The communication with the database and the abstraction about the database’s engine we are using is one of the best features of Django. All of this is thanks to the Managers, an interface between database and Django models.
All models in Django have at least one manager. By default, the models use django.db.models.manager. Manager like manager class default, which it’s assigned to objects field in the model.
Usually, the custom managers are used for two reasons:
- Complex and reusable filters. If it’s necessary to create a complex or reusable filter, you can develop your own manager with a method that makes this work.
# models.py class Book(models.Model): title = models.CharField(_('Title'), null=False, blank=False, max_length=256) pub_date = models.DateField() objects = MyCustomManager() # managers.py class MyCustomManager(models.Manager): def my_filter(date, contained_title): return super(MyCustomManager, self).get_queryset().exclude(pub_date__gt=date, title__icontains=contained_title).order_by('-pub_date', 'title')
With this code, Book.objects.exclude(pub_date__gt=datetime.date(2005, 1, 3), title__icontains='Hello').order_by('-pub_date', 'title') returns the same data as Book.objects.my_filter(datetime.date(2005, 1, 3),'Hello'). With this functionality we avoid errors when we are writing a very long filter.

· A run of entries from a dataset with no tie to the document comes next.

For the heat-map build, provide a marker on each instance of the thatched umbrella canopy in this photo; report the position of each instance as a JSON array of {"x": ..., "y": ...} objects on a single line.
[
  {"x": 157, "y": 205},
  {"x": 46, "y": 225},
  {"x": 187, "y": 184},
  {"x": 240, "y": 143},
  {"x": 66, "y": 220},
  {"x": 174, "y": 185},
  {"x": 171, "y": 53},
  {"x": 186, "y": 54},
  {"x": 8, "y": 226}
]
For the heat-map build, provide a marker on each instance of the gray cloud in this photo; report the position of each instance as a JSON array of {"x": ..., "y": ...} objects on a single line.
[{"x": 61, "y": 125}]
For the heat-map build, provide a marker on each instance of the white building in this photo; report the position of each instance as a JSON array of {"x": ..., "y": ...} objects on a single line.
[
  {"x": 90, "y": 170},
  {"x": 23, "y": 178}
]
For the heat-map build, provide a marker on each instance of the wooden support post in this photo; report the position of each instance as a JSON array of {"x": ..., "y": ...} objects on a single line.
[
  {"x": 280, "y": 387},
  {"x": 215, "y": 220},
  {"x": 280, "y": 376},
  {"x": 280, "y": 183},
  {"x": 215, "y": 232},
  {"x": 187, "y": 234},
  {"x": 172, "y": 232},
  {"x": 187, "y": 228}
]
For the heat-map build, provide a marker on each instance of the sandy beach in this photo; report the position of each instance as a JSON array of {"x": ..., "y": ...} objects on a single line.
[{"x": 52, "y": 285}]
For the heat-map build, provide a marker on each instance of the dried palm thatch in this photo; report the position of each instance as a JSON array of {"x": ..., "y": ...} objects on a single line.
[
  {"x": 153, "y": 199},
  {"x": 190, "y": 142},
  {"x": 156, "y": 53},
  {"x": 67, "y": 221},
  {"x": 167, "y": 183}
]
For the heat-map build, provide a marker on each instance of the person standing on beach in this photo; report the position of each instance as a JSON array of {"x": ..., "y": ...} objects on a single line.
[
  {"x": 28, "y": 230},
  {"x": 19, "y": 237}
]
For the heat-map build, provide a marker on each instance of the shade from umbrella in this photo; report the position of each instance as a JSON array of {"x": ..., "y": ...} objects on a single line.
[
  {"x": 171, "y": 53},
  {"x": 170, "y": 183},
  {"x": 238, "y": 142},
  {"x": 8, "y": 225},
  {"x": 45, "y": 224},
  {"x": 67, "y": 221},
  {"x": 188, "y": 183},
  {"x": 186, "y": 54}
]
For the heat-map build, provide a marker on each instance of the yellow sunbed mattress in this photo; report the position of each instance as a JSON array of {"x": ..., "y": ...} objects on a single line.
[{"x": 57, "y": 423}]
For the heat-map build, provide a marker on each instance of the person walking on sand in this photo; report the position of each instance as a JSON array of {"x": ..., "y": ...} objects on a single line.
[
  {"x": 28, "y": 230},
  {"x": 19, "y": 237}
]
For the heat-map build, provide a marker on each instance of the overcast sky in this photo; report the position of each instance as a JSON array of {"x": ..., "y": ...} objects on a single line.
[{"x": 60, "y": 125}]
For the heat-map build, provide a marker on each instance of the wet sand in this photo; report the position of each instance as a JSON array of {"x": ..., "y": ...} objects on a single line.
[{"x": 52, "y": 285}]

- Modify the queryset. In Django, the model’s queryset is a complete or partial instances model list. We can save time by developing a custom manager that works with a filtered queryset.

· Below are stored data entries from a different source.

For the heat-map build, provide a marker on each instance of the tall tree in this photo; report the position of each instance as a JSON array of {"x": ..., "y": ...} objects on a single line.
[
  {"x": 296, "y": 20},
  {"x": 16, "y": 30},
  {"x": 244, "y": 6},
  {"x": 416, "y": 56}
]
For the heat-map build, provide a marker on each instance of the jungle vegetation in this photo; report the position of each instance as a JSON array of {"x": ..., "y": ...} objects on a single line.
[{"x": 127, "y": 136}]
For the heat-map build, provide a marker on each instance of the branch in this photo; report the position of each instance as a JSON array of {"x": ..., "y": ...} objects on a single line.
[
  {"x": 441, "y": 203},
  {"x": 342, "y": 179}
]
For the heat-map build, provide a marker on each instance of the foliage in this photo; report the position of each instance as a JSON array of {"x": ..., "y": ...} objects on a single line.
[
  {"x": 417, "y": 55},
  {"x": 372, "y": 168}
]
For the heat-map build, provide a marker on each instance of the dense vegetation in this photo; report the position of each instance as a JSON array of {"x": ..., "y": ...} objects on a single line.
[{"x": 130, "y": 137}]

If we have stored in database 10 objects of the model ‘Article’ (7 of them created in 2015 and the rest created before), we can develop a custom manager that works only with the articles created since 2015. In this case, Article.since_2015.all() would return 7 objects, all created from 2015 onwards. Also, we can keep using the different functions that a manager provides: Article.since_2015.get(), Article.since_2015.filter(), etc.
Also, we can define a manager through a custom QuerySet class as follows:
custom_manager = MyCustomQuerySet.as_manager()
Can we use more than one manager?
Django offers the possibility of using as many managers as we want, but only one is used as default. It is not advisable to use as default manager a custom manager that modifies the queryset. This would cause errors with related models, migrations, dumpdata, etc.
When we define a model, the first manager founded in the model’s fields will be selected as default manager. On the other hand, we can choose manually what manager will be the default manager defining the variable ‘default_manager_name’ in the Meta of our model.
Custom manager inheritance
Since Django 1.10, the models can inherit all managers from their parent classes, even if the parent class is abstract. The inheritance procedure works as follow:
- All managers are inherited
- If there is no managers in the parent classes or in the child class, Django provides the default manager (‘objects’) to the child class.
- If we aren’t using a custom manager in the child class, the default manager (‘default_manager_name’) will be inherited following the inheritance rules of python. We can clarify this procedure with an example:
class ParentNumberOne(models.Model): custom_manager = CustomManager() class ParentNumberTwo(models.Model): another_manager = AnotherManager() class Child(ParentNumberTwo, ParentNumberOne): pass
In this example, the Child’s default_manager_name variable will be ‘another_manager’ because it’s the first manager inherited (Child class inherits everything from the ParentNumberTwo class and later inherits from ParentNumberOne class). If the inheritance would be class Child(ParentNumberOne, ParentNumberTwo):, the ‘default_manager_name’ will be ‘custom_manager’.
Managers in abstract classes
The abstract classes can have managers, but their use it’s only related to the inheritance. The abstract classes haven’t got objects instanced, so the call AbstractClass.objects.all() throws an exception.